Ну, после этой частности, мне кажется, можно и не переходить к съезду вообще, о котором она пишет, будто там говорили, думали и совершили чрезвычайно многое ‘видные специалисты, которые из вопроса о проституции и борьбе с нею сделали дело своей жизни, и, наконец, целый ряд общественных деятелей и деятельниц, придавших работам (??!!) съезда большой подъем и одушевление’. Слава Богу, что утешаются, я же помню присказку русского народа о ‘гречневой каше’.
Съезд должен быть второй. И непременно — из другого состава людей. Собственно судьба проституции лежит где-то в узеньком поле между тремя спорящими и философствующими сторонами:
1) Медикам, насколько они могли бы возвыситься до чести быть названными биологами.
2) И — духовенством, прибавлю с грустью — насколько оно тоже ‘возвысилось бы’ до права назвать себя священниками, т.е., по терминологии, священными, праведными людьми страны.
И как совершенно подчиненная, пассивная в данной теме, сила:
— Государство, общественная и политическая власть.
И, пожалуйста… без дам, шлейфов, 80-рублевых шляп со страшными булавками, horribile dictum [страшно сказать (лат.)], — без г-жи Милюковой.

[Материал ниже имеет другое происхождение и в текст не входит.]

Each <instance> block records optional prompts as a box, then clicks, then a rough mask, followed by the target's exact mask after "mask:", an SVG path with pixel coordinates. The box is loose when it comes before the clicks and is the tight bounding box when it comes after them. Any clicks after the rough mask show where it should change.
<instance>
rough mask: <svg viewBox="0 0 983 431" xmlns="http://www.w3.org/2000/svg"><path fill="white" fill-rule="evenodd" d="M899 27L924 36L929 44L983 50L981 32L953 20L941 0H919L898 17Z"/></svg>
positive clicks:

Женщины, как г-жа Покровская, действительно всю жизнь посвятившая исследованию проституции, как покойная кн. Дондукова-Корсакова (ведь и теперь есть такие же, но безвестные в этой сфере труженицы), — конечно, должны быть в составе мудрых советодателей, в сонме совещающихся. Вообще матерям семейств — здесь место. Но ведь это же другая категория, чем ‘дамы’.
Да, еще: конечно, на съезд должны быть позваны проститутки, и их показания, рассказы, автобиографии должны быть протокольно записаны. Это поважнее ‘словесного преферата’ между гг. Боровитиновым, Милюковой etc., etc.
Впервые опубликовано: Новое Время. 1910. 14 мая. No 12273.